Address: 8 Shaul Hamelech Blvd., Tel Aviv 64733
Line of Business:
srael Petrochemical Enterprises Ltd. (IPE or the Company) is a public holding company whose shares are listed on the Tel Aviv Stock Exchange. Engaging primarily in the energy sector and tangential sectors, IPE employs a two-pronged strategy of enhancing its existing assets to sustain steady internal growth, and investing long term in companies in its business environment and in new fields.
IPE was founded in 1961 as an industrial company engaging mainly in the manufacture of polyethylene. In 1978, IPE became a public company and its shares were listed on the Tel Aviv Stock Exchange.
In 1991, a new subsidiary, Carmel Olefins Ltd. (CAOL), was founded, into which the ethylene plant of Oil Refineries Ltd. (ORL) and IPE’s polyethylene plants were merged. As a result of this merger, IPE became a holding company, holding CAOL, jointly with ORL, in equal shares. At the end of 2009, a stock-swap merger of CAOL and ORL was completed, under which the Company sold its holdings of CAOL to ORL in exchange for an allotment of ORL shares.
As a holding company, IPE seeks to expand and enhance the value of its portfolio of holdings, and has executed a number of investments in recent years.
IPE’s Principal Holdings
Oil Refineries Ltd. (ORL)
IPE controls ORL, together with the Israel Corporation Ltd., and directly and indirectly holds about 30.7% of ORL’s shares.
ORL is one of the largest and most complex energy groups in Israel, operating the country’s largest refining and petrochemical complex in Haifa Bay. ORL’s maximum oil refining capacity is approximately 26,600 tons (197,000 barrels) per day in a range of high value-added distillates ranked 7.4 on the Nelson Complexity Index – the highest ranking for this type of refinery in the Eastern Mediterranean region. ORL’s annual production capacity is about 1,450 thousand tons of petrochemical products.
In 2007, ORL announced an aggressive USD 1.1 billion strategic investment plan designed to significantly expand ORL’s existing operations and position it so that it can exploit global opportunities. The plan includes upgrading of key assets, particularly the refining facilities in Haifa and its integrated petrochemical infrastructure.

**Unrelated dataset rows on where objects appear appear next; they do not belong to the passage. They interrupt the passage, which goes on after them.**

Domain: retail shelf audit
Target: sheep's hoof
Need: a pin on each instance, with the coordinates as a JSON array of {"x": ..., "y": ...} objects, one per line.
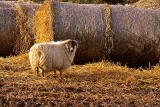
[{"x": 54, "y": 76}]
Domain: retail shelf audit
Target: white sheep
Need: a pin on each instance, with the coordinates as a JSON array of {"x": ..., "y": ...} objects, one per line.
[{"x": 52, "y": 56}]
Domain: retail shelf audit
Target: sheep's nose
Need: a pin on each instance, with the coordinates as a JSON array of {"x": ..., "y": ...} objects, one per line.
[{"x": 71, "y": 49}]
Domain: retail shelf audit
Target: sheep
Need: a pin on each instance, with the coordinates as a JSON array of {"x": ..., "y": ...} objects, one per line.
[{"x": 52, "y": 56}]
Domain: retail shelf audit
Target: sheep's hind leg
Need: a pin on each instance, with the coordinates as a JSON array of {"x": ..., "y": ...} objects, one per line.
[
  {"x": 54, "y": 76},
  {"x": 37, "y": 71},
  {"x": 61, "y": 74},
  {"x": 42, "y": 72}
]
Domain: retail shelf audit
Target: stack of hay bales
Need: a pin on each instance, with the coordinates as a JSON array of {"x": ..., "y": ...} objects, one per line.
[
  {"x": 17, "y": 27},
  {"x": 83, "y": 22},
  {"x": 136, "y": 31},
  {"x": 148, "y": 4}
]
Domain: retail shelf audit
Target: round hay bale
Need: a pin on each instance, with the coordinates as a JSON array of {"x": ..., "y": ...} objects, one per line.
[
  {"x": 136, "y": 35},
  {"x": 44, "y": 23},
  {"x": 83, "y": 22},
  {"x": 17, "y": 28},
  {"x": 136, "y": 31},
  {"x": 7, "y": 29}
]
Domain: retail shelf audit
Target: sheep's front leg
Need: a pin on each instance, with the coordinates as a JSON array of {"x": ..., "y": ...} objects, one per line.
[
  {"x": 37, "y": 71},
  {"x": 54, "y": 74},
  {"x": 42, "y": 72},
  {"x": 61, "y": 74}
]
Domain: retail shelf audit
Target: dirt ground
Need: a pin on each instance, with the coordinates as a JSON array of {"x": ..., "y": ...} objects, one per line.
[{"x": 95, "y": 84}]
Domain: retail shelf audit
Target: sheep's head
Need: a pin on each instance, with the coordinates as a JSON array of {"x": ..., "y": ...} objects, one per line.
[{"x": 72, "y": 45}]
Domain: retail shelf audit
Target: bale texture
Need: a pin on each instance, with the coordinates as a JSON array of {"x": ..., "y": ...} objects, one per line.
[
  {"x": 149, "y": 4},
  {"x": 44, "y": 23},
  {"x": 82, "y": 22},
  {"x": 136, "y": 31},
  {"x": 136, "y": 35},
  {"x": 17, "y": 29}
]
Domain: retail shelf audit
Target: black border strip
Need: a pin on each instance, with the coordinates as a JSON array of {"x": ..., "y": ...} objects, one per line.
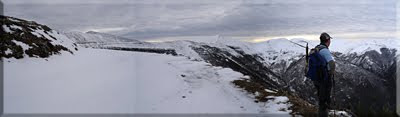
[{"x": 1, "y": 71}]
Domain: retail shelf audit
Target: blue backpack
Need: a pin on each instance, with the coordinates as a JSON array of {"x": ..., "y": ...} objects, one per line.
[{"x": 317, "y": 65}]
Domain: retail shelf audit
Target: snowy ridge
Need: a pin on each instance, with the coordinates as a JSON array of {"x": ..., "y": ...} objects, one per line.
[
  {"x": 23, "y": 38},
  {"x": 161, "y": 82}
]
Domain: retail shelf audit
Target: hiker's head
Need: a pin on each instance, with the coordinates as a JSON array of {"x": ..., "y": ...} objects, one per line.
[{"x": 325, "y": 39}]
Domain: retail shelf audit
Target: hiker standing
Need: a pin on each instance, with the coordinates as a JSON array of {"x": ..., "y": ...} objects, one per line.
[{"x": 325, "y": 79}]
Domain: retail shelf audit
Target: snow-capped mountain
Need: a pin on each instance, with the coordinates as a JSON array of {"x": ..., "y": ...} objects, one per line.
[
  {"x": 20, "y": 38},
  {"x": 270, "y": 73},
  {"x": 278, "y": 64}
]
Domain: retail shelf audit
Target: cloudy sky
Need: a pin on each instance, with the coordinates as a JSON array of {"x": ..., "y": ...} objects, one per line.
[{"x": 154, "y": 19}]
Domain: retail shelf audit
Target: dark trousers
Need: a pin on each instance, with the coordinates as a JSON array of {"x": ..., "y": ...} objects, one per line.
[{"x": 324, "y": 88}]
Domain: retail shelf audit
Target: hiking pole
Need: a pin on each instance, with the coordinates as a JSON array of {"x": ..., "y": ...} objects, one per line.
[{"x": 333, "y": 95}]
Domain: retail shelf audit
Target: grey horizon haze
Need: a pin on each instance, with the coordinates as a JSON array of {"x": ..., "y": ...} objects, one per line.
[{"x": 152, "y": 19}]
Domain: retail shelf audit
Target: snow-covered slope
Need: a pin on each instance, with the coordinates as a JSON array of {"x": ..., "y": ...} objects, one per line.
[
  {"x": 107, "y": 81},
  {"x": 20, "y": 38}
]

One of the highlights of ORL’s strategic investment plan is the construction of a new plant for the production of clean fuels (Midan), which, when completed, will substantially increase the refinery’s complexity and enable the production of more high-value-added distillates from each barrel of oil. The clean-fuel plant will also increase the refinery’s flexibility, in terms of raw materials and product mix, to adapt to the changing market conditions.
ORL’s strategic plan also focuses on fully tapping the potential offered by synergies with its subsidiaries: ORL is investing some USD 45 million in a project to convert existing flows at the refinery to raw material for the production of polymers, and some USD 90 million in a project to increase its propylene production capacity. Another facet of ORL’s strategic plan includes substantial investments relating to environmental quality, reliability and safety. Concurrently, the Management considers ways to develop the Company via business opportunities beyond Israel.
The full integration between its refining operations and the production facilities of its wholly owned subsidiaries: Carmel Olefins Ltd. (polymers), Gadiv Petrochemical Industries Ltd. (aromatics products) and Haifa Basic Oils Ltd., optimizes the output of the refining facilities, enables parallel production of petroleum and petrochemical products, and increases operating efficiency and profit margins.
Avgol Industries 1953 Ltd. (Avgol)
IPE has a controlling interest in Avgol, holding 24% of its share capital. Avgol is a global leader in the nonwoven fabrics industry. Avgol manufactures and supplies nonwoven fabrics mainly for hygiene applications, such as diapers for infants and adults, feminine hygiene products and more. Avgol’s banner products are lightweight fabrics that are dominating the global nonwoven fabrics market today.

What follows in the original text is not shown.